Bacaan: 1 Korintus 1:18 – 2:5
Tema: Iman Kamu Jangan Bergantung Pada Hikmat Manusia, Tetapi Pada Kekuatan Allah
Saudari-saudari yang dikasihi Tuhan,
Sebagai perempuan, sebagai ibu, sebagai istri, sebagai pelayan di tengah jemaat, kita sering memikul banyak tanggung jawab sekaligus.
Kita memikirkan keluarga, mengatur rumah tangga, mendampingi suami dan anak, bahkan tidak sedikit yang juga bekerja di luar rumah.
Dalam semua itu, seringkali kita berusaha mengatur segalanya dengan kemampuan sendiri. Kita berpikir, merencanakan, mengatur, dan berusaha agar semuanya berjalan dengan baik.
Itu adalah hal yang baik. Namun tanpa sadar, kita bisa mulai lebih mengandalkan diri sendiri daripada bersandar kepada Tuhan.
Firman Tuhan hari ini mengingatkan kita: iman kita tidak boleh bergantung pada hikmat manusia, tetapi pada kekuatan Allah.
Ini adalah panggilan bagi kita untuk kembali menata hati, supaya dalam segala hal kita tetap bersandar kepada Tuhan.

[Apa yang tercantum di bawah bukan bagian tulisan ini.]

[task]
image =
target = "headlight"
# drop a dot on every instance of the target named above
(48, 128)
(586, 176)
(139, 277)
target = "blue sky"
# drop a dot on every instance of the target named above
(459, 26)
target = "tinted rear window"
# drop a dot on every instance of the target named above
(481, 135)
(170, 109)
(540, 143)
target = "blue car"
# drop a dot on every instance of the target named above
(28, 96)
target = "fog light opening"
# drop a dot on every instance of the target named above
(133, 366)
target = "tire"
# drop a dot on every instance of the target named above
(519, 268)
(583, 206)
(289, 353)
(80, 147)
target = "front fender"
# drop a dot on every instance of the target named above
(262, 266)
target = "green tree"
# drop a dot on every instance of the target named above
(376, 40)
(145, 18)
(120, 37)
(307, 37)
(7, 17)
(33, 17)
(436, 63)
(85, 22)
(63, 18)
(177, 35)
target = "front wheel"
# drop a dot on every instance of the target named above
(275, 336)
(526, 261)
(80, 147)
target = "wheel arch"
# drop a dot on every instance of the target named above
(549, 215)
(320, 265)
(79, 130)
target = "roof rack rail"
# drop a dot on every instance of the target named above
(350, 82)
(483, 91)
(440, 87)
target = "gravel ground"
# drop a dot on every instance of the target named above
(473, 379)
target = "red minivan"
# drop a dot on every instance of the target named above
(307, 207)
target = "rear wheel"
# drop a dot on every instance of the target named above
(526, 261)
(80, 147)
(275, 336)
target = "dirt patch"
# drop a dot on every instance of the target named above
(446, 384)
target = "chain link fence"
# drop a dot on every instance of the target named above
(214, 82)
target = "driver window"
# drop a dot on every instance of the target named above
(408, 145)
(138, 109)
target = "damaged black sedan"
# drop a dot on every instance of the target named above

Saudari-saudari yang dikasihi Tuhan,
Jemaat di Korintus hidup dalam lingkungan yang sangat menjunjung tinggi kecerdasan dan kemampuan berpikir. Mereka terbiasa dengan filsafat dan pemikiran manusia. Hal ini mempengaruhi kehidupan iman mereka.
Mereka mulai menilai iman berdasarkan kepintaran dan kemampuan berbicara. Rasul Paulus melihat ini sebagai bahaya. Ia mengingatkan bahwa dasar iman bukan pada hikmat manusia, tetapi pada kuasa Allah yang dinyatakan melalui salib Kristus.
Tema “Iman Kamu Jangan Bergantung Pada Hikmat Manusia, Tetapi Pada Kekuatan Allah” mengajak kita untuk kembali kepada dasar iman yang benar—yaitu percaya dan bersandar kepada Tuhan, bukan kepada kemampuan diri.
Pembahasan Ayat per Ayat
Dalam 1 Korintus 1:18, Paulus berkata bahwa pemberitaan tentang salib adalah kebodohan bagi dunia. Dunia melihat salib sebagai sesuatu yang lemah dan tidak berarti, karena di sana Yesus menderita dan mati.
Namun bagi orang percaya, salib adalah sumber kekuatan. Di salib, kasih Tuhan dinyatakan dengan sempurna. Di salib, dosa manusia dikalahkan.
Sebagai perempuan, seringkali kita diperhadapkan dengan situasi yang terasa berat—pergumulan keluarga, masalah ekonomi, pergumulan anak, atau bahkan pergumulan pribadi yang tidak terlihat oleh orang lain.
Firman ini mengingatkan bahwa di balik kelemahan, Tuhan sedang bekerja.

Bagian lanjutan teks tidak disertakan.